The researchers did not consider the possibility of blending hydrogen into the natural gas system. “Blending is possible, but we don’t see it as a long-term solution.”

Peters is in favour of scaling up the supply of “blue hydrogen”, based on natural gas with CCS, if the remaining greenhouse gas emissions associated with this technology are compensated. However, he adds that blue hydrogen is likely to be only a medium-term solution. “What we see now is that by 2040, green hydrogen will become cheaper than blue. At a certain point, green will overwhelm blue with gigantic volumes, although remaining SMR and ATR units may continue to operate.”

Guidehouse will publish new research on the supply side of the European hydrogen market in June, says Peters. These will include import figures.

Some environmental organisations are critical of the hydrogen pipeline plans. They argue that there is a risk that Europe’s hydrogen strategy is used as “an excuse to prop up the gas industry and subsidise obsolete gas pipelines,” as one critic put it.

But Peters believes this is misguided. “Our analyses show that if you want to be climate neutral by 2050, you can’t do it without hydrogen. You need it to balance the grid, for your heavy transport and for high-temperature industrial processes.”

“We have this great natural gas infrastructure that we can repurpose relatively easily,” he continues. “You can try to do everything with electricity, but then you won’t recognize the continent, so many power lines would be required. Gas infrastructure, as electricity infrastructure, is used to transport fossil energy today and will be used to transport renewable and low carbon energy tomorrow.”

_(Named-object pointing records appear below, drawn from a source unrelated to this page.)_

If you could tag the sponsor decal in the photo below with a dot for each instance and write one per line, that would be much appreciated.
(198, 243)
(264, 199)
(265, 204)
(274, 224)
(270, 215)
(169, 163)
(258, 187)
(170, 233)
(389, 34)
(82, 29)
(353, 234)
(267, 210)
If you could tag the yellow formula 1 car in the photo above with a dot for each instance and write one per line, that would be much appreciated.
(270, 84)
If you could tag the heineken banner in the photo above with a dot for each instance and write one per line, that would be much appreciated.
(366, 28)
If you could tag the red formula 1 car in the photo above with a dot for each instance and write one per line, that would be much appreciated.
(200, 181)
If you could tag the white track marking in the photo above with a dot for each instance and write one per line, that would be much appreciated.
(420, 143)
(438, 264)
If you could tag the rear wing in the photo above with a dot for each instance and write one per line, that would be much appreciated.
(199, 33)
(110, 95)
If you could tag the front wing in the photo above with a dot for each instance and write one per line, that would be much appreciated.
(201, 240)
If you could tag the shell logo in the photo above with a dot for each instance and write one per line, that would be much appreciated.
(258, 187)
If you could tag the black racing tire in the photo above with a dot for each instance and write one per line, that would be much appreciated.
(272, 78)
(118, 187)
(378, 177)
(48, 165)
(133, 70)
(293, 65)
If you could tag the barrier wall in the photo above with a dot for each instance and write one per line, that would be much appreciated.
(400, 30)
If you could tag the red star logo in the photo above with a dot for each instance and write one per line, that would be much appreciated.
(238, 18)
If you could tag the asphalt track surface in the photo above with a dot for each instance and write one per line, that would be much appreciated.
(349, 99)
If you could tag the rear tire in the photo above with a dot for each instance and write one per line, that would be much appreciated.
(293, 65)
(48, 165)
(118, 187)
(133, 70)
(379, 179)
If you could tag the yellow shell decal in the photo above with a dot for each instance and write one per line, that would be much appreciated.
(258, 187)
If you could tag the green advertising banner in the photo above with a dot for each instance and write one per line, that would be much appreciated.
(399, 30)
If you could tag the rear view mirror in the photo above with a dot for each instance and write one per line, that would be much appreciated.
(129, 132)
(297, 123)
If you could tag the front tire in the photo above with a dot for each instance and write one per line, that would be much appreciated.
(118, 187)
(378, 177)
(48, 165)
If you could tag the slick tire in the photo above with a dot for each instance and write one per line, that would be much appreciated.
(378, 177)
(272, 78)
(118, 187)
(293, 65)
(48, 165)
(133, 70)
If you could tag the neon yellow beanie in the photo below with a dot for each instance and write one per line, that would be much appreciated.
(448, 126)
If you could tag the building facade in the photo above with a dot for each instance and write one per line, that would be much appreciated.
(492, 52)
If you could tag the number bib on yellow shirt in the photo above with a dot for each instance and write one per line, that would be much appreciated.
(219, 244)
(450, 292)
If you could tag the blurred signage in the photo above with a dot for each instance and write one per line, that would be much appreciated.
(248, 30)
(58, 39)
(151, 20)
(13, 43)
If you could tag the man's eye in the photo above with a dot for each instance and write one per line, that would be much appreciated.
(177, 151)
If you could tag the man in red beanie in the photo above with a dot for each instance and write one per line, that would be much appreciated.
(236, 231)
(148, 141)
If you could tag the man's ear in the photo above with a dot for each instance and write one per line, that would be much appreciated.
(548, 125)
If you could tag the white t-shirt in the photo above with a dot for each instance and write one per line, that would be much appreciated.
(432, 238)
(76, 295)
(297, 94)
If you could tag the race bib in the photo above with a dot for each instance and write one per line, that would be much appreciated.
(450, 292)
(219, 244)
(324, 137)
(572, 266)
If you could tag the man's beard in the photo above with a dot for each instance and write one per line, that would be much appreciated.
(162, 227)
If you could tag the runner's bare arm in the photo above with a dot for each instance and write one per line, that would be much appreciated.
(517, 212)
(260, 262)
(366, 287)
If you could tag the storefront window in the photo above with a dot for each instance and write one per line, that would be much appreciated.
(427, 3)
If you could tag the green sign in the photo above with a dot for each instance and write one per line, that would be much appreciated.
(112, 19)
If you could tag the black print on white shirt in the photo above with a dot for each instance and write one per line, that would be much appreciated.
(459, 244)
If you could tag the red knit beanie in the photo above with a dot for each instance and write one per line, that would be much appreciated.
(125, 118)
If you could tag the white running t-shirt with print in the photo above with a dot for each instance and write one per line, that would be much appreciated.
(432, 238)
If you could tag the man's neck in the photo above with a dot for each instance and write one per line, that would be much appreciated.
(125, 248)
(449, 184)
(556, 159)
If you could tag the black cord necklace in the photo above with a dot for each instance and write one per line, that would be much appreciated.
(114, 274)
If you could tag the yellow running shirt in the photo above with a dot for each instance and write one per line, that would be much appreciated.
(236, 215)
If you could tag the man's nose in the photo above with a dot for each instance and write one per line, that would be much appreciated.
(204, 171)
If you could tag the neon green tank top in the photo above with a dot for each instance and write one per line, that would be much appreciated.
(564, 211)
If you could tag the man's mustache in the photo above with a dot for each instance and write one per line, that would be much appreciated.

Daan Peters is a director in Guidehouse’s energy, sustainability, and infrastructure segment. He provides strategic advice on the future role of gas and gas infrastructure both in Europe and the US. He worked at the Dutch infrastructure and environment ministry and as policy advisor in the European Parliament for the rapporteur on the Fuel Quality Directive (FQD). In 2011, he joined Dutch energy consultancy Ecofys, which was later acquired by US-based international consultancy Navigant, which last year changed its name to Guidehouse.